The first Sunday of November, which is when the Daylight Saving Time ends, incidentally falls on the 1st of November this year.

Going by the annual ritual, followed since 1966, the change in time will be therefore affected on this day.

The Daylight Saving Time officially began at 2:00 A.M on March 8 this year (it begins each year at 2 am on the second Sunday of March) and will officially end on Sunday November 1 at 2:00 am.

Following the same logic, the Daylight Saving Time will begin on March 14 and end on November 7 in 2010.

Mixed bag
While for some the end of Daylight Saving Time means additional time later in the day, for others it will tantamount to an additional hour of slumber and waking up fully refreshed.

Daylight saving time is an extensively used system in the summer season whereby the official local time is moved forward by an hour.

The objective of such an adjustment is to make available a better match between the hours of daylight and the productive hours of work and school.

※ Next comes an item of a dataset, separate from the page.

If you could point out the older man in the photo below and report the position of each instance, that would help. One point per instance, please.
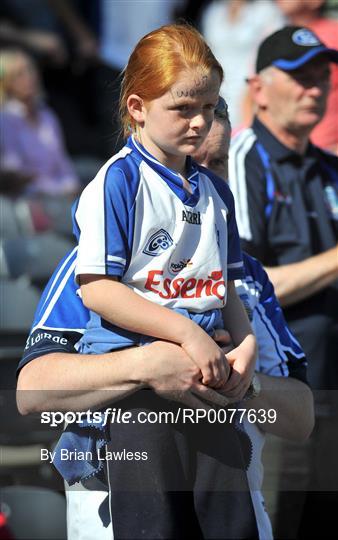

Some territories and states in the U.S like Arizona, Hawaii, American Samoa, Guam, Puerto Rico, and the Virgin Islands do not follow the ritual of Daylight Saving time. So for them, it will be business as usual.

Earlier this year Alaska passed a bill to stop following the Daylight Saving Time terming it as extraneous in the land of the midnight sun and a health hazard as it disturbs sleep.

A blog by a U.S resident suggests that he does not like the concept at all, "Changing clocks by one hour twice per year is one of the stupidest things practiced in the United States and in a large number of other countries. Hooray for Kazakhstan, India, and Arizona, who have chosen to not participate in this folly."

Daylight Saving Time does complicate international timekeeping, can upset meetings, travel, billing and conflict with the biological clock and disturb sleep patterns.

Brainchild of William Willet
William Willet, a well-known English draftsman and outdoorsman, concocted the idea of the Daylight Saving Time when he observed that most of the British slept through the best part of a summer day.

Being an enthusiastic golfer, he did not like to cut short his round at dusk. The way out to have best of all the world’s was to advance the clock during the summer months, a plan that he put forward in 1907.

The proposal saw many enactments, adjustments, and repeals before the World finally accepted it.